La película tiene varias virtudes, como la buena idea que la sustenta, la gran belleza visual, el balance adecuado entre el suspenso, el humor, el terror y el fantástico, y la química de los dos protagonistas –Heath Ledger y Matt Damon brillan, en ese orden-. Tiene otros tantos defectos, como algunos personajes y situaciones –por caso, las caricaturescas autoridades, cuya miopía y torpeza obstaculizan todo- que por momentos, lejos de aportar algo, restan dramatismo e interés al conflicto central. Probablemente el principal problema sea la desmedida ambición del film: en su afán de querer abarcar tantos cuentos, tanta fantasía y tantos encantamientos, termina siendo excesivo. La desmesura tampoco es algo novedoso en Gilliam, pero la diferencia es que en anteriores trabajos como Brazil (1985), Doce monos (1995), e incluso en Pánico y locura en Las Vegas (1998), los excesos en la forma y el contenido tenían el claro objeto de evidenciar el efecto devastador que la inoperancia, la hipocresía y la violencia de los sistemas instituidos generan sobre los individuos, sentidos que ya no aparecen en Los hermanos Grimm.
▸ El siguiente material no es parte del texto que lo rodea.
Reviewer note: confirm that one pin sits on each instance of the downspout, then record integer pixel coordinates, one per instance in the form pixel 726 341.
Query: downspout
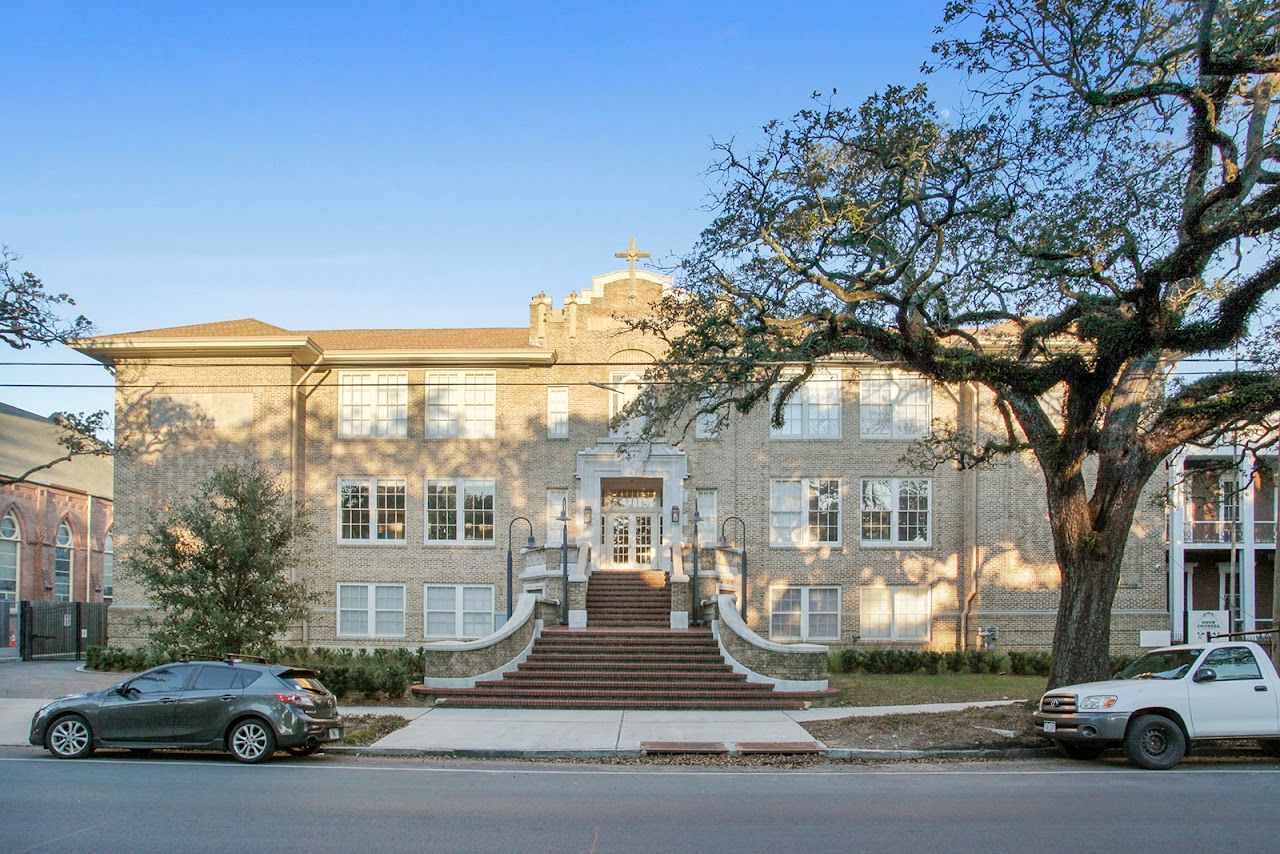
pixel 970 524
pixel 295 405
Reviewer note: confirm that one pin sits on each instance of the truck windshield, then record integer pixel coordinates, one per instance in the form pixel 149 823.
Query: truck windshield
pixel 1162 663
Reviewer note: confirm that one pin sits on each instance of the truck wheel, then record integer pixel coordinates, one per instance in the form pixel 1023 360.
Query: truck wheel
pixel 1077 750
pixel 1155 743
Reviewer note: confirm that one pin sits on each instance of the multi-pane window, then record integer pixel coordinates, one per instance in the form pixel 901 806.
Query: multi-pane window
pixel 370 610
pixel 557 502
pixel 894 613
pixel 813 411
pixel 461 405
pixel 804 512
pixel 460 510
pixel 458 610
pixel 895 511
pixel 894 407
pixel 108 566
pixel 804 613
pixel 10 544
pixel 708 511
pixel 63 563
pixel 373 403
pixel 371 510
pixel 557 412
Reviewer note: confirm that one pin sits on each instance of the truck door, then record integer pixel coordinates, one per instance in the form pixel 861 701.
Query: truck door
pixel 1238 702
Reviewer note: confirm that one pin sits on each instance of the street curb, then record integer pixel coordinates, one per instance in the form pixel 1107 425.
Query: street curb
pixel 839 754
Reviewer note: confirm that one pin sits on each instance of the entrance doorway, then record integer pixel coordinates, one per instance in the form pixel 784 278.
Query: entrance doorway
pixel 632 523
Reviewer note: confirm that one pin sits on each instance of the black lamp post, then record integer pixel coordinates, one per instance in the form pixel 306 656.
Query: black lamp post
pixel 517 519
pixel 725 539
pixel 563 520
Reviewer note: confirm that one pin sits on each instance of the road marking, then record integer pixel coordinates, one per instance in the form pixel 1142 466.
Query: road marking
pixel 645 772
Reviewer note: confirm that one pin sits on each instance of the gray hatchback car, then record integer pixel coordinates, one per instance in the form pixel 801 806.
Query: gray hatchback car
pixel 248 709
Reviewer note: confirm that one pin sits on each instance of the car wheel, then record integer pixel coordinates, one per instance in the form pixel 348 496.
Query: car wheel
pixel 69 738
pixel 1077 750
pixel 302 749
pixel 1153 741
pixel 251 740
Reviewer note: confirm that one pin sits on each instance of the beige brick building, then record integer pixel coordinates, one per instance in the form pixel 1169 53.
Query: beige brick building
pixel 416 450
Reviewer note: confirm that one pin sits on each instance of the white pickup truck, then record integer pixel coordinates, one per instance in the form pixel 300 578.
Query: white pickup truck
pixel 1166 699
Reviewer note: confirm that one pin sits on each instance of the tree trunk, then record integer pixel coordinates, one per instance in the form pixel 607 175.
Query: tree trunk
pixel 1082 636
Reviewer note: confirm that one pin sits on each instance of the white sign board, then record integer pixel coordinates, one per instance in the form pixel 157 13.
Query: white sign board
pixel 1201 624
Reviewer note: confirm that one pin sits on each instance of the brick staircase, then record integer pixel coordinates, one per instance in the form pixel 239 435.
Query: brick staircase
pixel 627 658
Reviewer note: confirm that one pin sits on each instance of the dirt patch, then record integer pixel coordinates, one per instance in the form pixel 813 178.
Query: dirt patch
pixel 999 726
pixel 364 730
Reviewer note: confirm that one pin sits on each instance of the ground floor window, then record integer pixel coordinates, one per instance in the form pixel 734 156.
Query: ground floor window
pixel 804 613
pixel 370 610
pixel 894 613
pixel 458 610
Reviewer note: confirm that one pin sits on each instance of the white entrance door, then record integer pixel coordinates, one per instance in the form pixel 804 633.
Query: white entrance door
pixel 629 539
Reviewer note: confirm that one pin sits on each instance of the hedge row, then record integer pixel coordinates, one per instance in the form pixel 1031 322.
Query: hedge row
pixel 375 675
pixel 973 661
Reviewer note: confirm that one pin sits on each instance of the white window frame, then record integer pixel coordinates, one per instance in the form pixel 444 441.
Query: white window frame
pixel 895 511
pixel 16 540
pixel 816 411
pixel 458 611
pixel 707 505
pixel 557 411
pixel 370 610
pixel 460 485
pixel 461 405
pixel 897 598
pixel 887 410
pixel 373 484
pixel 556 501
pixel 776 593
pixel 807 485
pixel 383 409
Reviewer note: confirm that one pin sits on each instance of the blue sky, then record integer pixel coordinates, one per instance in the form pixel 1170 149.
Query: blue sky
pixel 392 165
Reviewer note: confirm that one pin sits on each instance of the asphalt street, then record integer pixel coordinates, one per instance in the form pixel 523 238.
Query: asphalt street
pixel 205 803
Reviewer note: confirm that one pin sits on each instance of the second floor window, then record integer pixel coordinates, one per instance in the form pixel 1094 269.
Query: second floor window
pixel 460 511
pixel 814 410
pixel 373 403
pixel 371 510
pixel 461 406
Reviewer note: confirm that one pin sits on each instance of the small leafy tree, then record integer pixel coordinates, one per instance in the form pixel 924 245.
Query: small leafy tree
pixel 219 565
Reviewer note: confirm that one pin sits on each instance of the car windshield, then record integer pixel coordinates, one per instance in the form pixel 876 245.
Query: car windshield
pixel 1162 663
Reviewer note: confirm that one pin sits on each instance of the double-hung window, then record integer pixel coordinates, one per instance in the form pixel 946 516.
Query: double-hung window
pixel 460 511
pixel 371 510
pixel 804 613
pixel 557 412
pixel 373 403
pixel 458 610
pixel 813 411
pixel 896 511
pixel 370 610
pixel 805 511
pixel 894 407
pixel 894 613
pixel 461 405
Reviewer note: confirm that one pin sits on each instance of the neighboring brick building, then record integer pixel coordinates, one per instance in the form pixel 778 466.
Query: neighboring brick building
pixel 55 526
pixel 416 448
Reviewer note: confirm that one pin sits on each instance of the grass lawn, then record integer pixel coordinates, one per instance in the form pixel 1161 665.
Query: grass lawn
pixel 910 689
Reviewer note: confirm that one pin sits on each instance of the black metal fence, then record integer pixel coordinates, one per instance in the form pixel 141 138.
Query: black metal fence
pixel 60 630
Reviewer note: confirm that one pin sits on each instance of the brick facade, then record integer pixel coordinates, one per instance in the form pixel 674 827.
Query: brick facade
pixel 257 391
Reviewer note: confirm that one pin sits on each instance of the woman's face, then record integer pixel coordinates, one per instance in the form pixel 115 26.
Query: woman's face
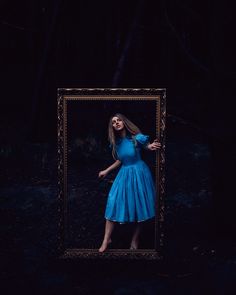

La película es empalagosa, pero ello no le quita lo dulce. No es perfecta, pero es un buen intento. Y es una vuelta a los cuentos que nos contaron, y que les contamos a nuestros hijos a la hora de dormir.
Título: Los hermanos Grimm.
Título Original: The Brothers Grimm.
Dirección: Terry Gilliam.
Intérpretes: Matt Damon, Heath Ledger, Monica Bellucci, Jonathan Pryce, Peter Stormare, Lena Headey, Barbora Lukesová, Anna Rust, Radim Kalvoda, Martin Hofmann, Harry Gilliam y Mirosláv Táborský.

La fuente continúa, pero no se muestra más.